Zirveleri karla kaplı iki dağın arasında mavi bir duvar yükseliyor. Soluk mavi ışıltılar saçan duvar, sanki bu dünyaya ait değilmiş gibi duruyor. Bir an masallarda tasvir edilen büyülü bir dağa baktığım hissine kapılıyorum. Ancak bu duygu uzun sürmüyor. Yeniden Sibel’in sesini işitiyorum: “Orası buzul, Hollanda Buzulu…” Bunu duyunca hayatımın ilk buzuluna baktığımı anlıyorum. Kalın buz tabakasının içinde adeta görünmez bir ışık yanıyor. Havaya uçuk mavi ışıltılar gönderiyor. Muhteşem bir görünüm… Gözlerimi ayıramıyorum.

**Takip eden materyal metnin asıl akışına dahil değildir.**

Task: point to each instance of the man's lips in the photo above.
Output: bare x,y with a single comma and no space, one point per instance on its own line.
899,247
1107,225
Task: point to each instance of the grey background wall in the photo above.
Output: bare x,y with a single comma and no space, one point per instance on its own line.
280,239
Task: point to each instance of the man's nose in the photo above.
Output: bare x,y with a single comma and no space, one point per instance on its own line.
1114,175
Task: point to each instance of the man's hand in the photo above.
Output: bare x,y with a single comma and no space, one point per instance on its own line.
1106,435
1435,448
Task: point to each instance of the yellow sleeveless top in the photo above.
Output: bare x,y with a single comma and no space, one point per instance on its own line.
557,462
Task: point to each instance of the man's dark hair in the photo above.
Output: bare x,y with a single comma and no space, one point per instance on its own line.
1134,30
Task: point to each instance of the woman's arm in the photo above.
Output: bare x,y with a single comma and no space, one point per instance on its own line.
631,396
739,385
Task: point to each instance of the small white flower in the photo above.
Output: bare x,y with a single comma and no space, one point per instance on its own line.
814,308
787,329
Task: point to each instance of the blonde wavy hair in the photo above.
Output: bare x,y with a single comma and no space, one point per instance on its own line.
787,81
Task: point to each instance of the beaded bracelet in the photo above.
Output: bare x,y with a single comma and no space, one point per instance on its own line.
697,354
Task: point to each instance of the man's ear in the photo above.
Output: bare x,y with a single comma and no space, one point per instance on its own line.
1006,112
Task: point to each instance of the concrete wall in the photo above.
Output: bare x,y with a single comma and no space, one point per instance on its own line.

Tekneyi halatlarla sahildeki ağaçlara bağlarken gökyüzü rüzgârın sürüklediği siyah bulutlarla kaplanıyor. Barometre düşmeye devam ediyor. Bütün bu emareler havanın bozacağına işaret ediyor.
Önce sıcaklık düşüyor. Arkasından kuzeybatıdan esen rüzgâr kuvvetleniyor. Yağmur şeklinde başlayan yağış kısa sürede tipiye çeviriyor. Hava karardığında ise lapa lapa kara… Kar yağışı bütün gece devam ediyor. Sabah kalktığımızda teknenin üzerini beyaz bir örtüyle kaplanmış buluyoruz. Kar kalınlığı güvertede bir karışa yaklaşıyor.
Dışarda sıcaklık sıfır derece. İçerde ise biraz daha yüksek; 8 derece. Kaloriferi günde sadece dört saat çalıştırıyoruz. Sabahları iki saat… Akşamları da iki saat… Mazotumuz ve artık son demlerini yaşayan aküler ancak bu kadarına izin veriyor.
Soğukta yaşamaya alışmamız lazım. Sibel ortama çabuk uyum sağlayacağa benziyor. Sıkı sıkı giyiniyor. Günlüğünü yazarken bile eldivenleri elinde. Bense henüz eldivenle yazmaya alışamadım. Teknenin etrafında, buz gibi sulara neşeyle dalıp çıkan denizaslanlarına imrenerek bakıyorum.